Nowhere is the secular human quest for understanding so stark in Shakespeare's plays as in the tragic masterpieces: Hamlet, Othello, King Lear, and Macbeth. Aptly, these tragedies employ sophisticated soliloquies, which present characters exploring their thoughts in speech delivered directly to the audience. From the Latin soli ("alone") + loqui ("to speak"), a soliloquy in the strictest sense is a speech delivered by an actor alone on the stage. In late medieval and early Tudor drama, the soliloquy was typically spoken by an evil character, such as a demon or Satan himself. In the morality plays, it was the figure of Vice, the ancestor of Shakespeare's Iago in Othello, who most often spoke in soliloquy to divulge dastardly plots intended to snare innocent Christians. Over time, the soliloquy evolved to capture the more refined reflections and intentions, eventually suiting a wide array of speakers. In Shakespeare's hands, the soliloquy allowed tragic speakers to probe unsettling human doubts and longings.

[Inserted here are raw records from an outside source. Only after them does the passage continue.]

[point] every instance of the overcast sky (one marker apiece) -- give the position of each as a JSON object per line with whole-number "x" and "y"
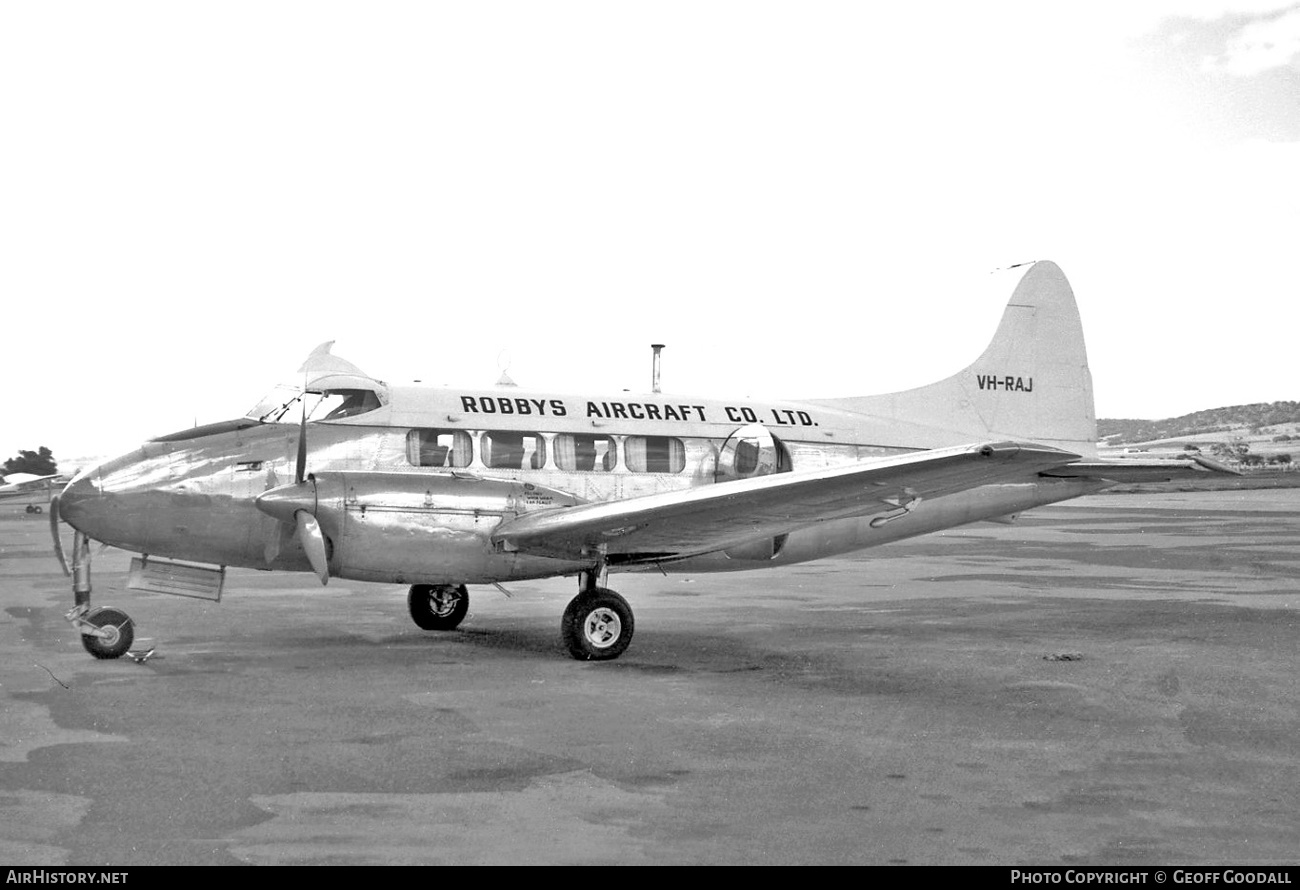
{"x": 801, "y": 199}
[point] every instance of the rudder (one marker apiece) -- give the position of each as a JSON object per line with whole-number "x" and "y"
{"x": 1031, "y": 383}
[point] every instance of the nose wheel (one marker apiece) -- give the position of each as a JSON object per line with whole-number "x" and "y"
{"x": 597, "y": 625}
{"x": 107, "y": 633}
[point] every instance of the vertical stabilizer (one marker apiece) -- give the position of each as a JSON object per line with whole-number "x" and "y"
{"x": 1031, "y": 385}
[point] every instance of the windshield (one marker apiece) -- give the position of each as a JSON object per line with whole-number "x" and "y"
{"x": 285, "y": 404}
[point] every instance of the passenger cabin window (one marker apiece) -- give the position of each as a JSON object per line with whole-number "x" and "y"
{"x": 585, "y": 454}
{"x": 508, "y": 450}
{"x": 654, "y": 454}
{"x": 440, "y": 448}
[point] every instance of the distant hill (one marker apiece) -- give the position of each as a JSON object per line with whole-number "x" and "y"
{"x": 1201, "y": 422}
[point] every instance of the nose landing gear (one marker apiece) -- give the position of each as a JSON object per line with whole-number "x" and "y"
{"x": 105, "y": 633}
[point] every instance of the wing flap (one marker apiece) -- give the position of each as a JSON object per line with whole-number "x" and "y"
{"x": 718, "y": 516}
{"x": 1155, "y": 469}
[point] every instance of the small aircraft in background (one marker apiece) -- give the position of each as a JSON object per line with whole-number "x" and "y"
{"x": 30, "y": 490}
{"x": 438, "y": 489}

Hamlet, for instance, examines destiny itself in a soliloquy beginning "To be or not to be--that is the question." In Shakespeare's tragedies, up to 10 percent of the staged speech occurs in soliloquy. Densest in soliloquy are Hamlet and Macbeth, where the action of the play progresses in relation to the protagonist's evolving state of mind. The soliloquy in Shakespeare's tragedies often serves as a portal, drawing readers and audiences further into the world of a tragic figure progressing inevitably toward death.


Pinnacles of Dramatic Art

Shakespeare's earliest and latest tragedies, Titus Andronicus and Timon of Athens, are rarely performed. Two of his greatest tragedies, Antony and Cleopatra and Coriolanus, have captured the enthusiasm of directors and audiences only sporadically, often depending on political climates. The remaining tragedies have been widely recognized as literary achievements of the highest order. In the original English and in myriad translations, Romeo and Juliet, Julius Caesar, Hamlet, Othello, and Macbeth have become works of world literature. Each of these tragedies has secured its own place at once in the imaginations of readers throughout and in the repertoires of theater companies in nearly every region of the globe. Indeed, while these dramas are about the endeavors and fates of specific characters--young lovers of Verona, a Roman leader, a Danish prince, a Moorish general, and Kings of England and Scotland--each explores human fears and desires so deep as to be familiar to readers and audiences across cultures, as well as generations. For some 400 years, these plays have engaged questions about the nature and meaning of universal experiences. For just as long, they have also been subjected to unceasing critical inquiry and commentary. But no amount of analytical investigation or staged interpretation has diminished Shakespeare's monumental tragedies.